{
"name": "quantdinger-agent-workflow",
"description": "QuantDinger repo workflow for coding agents: layered contracts, safety boundaries, and where backend, strategies, and Docker live. Use when editing Python API, strategies, deployment, or docs\/agent."
}
QuantDinger agent workflow
When this applies
Use this skill whenever you change code or docs under this repository as a coding agent (Cursor, Claude Code, Codex, or similar), especially:
backend_api_python/ (Flask API, services, routes)
Strategy / backtest / trading-adjacent logic
docker-compose.yml, scripts/, env.example
docs/agent/ (keep English only)
Read first
docs/agent/AGENT_ENVIRONMENT_DESIGN.md - SSOT for three layers: documentation contract -> command contract -> optional HTTP/MCP.

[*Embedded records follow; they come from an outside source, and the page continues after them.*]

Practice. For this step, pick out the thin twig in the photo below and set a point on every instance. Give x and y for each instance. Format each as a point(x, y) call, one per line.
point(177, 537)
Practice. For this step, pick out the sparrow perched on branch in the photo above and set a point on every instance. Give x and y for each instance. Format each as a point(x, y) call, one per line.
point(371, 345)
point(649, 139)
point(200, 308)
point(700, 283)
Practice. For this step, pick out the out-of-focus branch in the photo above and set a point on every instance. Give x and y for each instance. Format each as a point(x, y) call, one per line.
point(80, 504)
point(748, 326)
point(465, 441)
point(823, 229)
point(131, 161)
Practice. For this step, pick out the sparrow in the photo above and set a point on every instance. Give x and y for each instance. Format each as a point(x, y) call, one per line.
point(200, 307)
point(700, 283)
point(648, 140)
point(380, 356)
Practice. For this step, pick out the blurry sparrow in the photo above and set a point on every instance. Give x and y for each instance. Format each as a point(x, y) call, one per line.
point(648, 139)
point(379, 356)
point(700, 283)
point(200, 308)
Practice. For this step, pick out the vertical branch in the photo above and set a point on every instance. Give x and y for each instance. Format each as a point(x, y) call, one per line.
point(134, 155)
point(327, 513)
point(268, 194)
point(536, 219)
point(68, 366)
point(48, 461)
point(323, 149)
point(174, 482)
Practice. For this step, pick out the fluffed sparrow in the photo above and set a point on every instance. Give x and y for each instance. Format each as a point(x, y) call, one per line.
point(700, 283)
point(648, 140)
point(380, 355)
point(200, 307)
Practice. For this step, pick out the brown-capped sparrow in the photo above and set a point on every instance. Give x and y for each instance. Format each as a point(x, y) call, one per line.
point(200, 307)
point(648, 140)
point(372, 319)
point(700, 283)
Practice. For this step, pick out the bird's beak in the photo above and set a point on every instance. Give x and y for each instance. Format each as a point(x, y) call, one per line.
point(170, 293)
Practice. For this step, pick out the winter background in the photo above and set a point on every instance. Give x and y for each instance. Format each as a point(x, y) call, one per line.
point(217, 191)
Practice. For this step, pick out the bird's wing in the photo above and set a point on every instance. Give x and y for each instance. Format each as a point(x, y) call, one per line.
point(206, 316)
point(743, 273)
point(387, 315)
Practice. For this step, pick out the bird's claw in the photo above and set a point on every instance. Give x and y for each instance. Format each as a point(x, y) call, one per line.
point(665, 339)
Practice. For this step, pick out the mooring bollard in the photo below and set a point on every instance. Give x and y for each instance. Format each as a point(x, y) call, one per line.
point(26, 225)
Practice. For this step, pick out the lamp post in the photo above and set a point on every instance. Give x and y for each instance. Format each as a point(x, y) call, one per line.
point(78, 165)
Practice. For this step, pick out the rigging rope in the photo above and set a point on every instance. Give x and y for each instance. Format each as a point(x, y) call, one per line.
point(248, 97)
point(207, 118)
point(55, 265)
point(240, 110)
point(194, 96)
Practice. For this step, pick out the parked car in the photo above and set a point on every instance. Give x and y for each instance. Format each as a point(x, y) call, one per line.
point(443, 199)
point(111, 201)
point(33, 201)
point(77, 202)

docs/agent/AI_INTEGRATION_DESIGN.md - How external AI agents consume QuantDinger as a product (Agent Gateway, scopes, MCP, trading safety). Read this before adding any new endpoint or tool that an AI agent might call.
docs/agent/AGENT_QUICKSTART.md - Operator/integrator walkthrough; mirrors the implemented /api/agent/v1 surface.
docs/agent/agent-openapi.json - Machine-readable contract; update it whenever you add or change an /api/agent/v1/... route.
docs/agent/README.md - Index of agent-facing docs.
Implemented surface (truth)
The Agent Gateway is mounted at /api/agent/v1 by app/routes/agent_v1/.
Auth: app/utils/agent_auth.py (@agent_required(scope=...)). Tokens are
hashed at rest in qd_agent_tokens; never log or persist the raw token.
Async jobs: app/utils/agent_jobs.py writes to qd_agent_jobs; backtests
and experiment pipelines submit here and clients poll /jobs/{id} or
subscribe to GET /jobs/{id}/stream (SSE: snapshot / progress /
ping / result). Long-running runners can opt in by adding a second
positional on_progress parameter. submit_job will detect it and pipe
events to live SSE subscribers AND persist the latest snapshot.
Audit: every call (success and denial) is appended to qd_agent_audit.
Trading: quick_trade.py enforces paper-only by default; live execution
requires both paper_only=false on the token AND env
AGENT_LIVE_TRADING_ENABLED=true. Do not weaken this without explicit ask.
MCP: mcp_server/ is a thin Python wrapper over R + W + B endpoints (no
trading), with three transports selected by QUANTDINGER_MCP_TRANSPORT: stdio (default,
desktop IDEs), sse, and streamable-http (cloud agents / remote IDEs;
also bind QUANTDINGER_MCP_HOST / QUANTDINGER_MCP_PORT). Add new tools
there only after exposing the underlying capability via REST.
Admin UI: the Vue project at QuantDinger-Vue-src/ ships Profile -> My Agent Token
for every logged-in user (src/views/profile/components/ProfileAgentTokens.vue,
API /api/agent/v1/me/tokens). Admins retain /agent-tokens for audit.
API client lives in src/api/agent.js.
Do not treat the marketing-heavy root README.md as the only onboarding doc; use it for user install paths and link out.
Red Lines
Never commit real secrets, production .env, API keys, or DB passwords. Use env.example patterns and placeholders in examples.
Do not add live trading or order placement automation that bypasses human review unless explicitly requested and scoped.
Prefer linking to docs/STRATEGY_DEV_GUIDE*.md over duplicating long strategy guide text inside agent-only docs.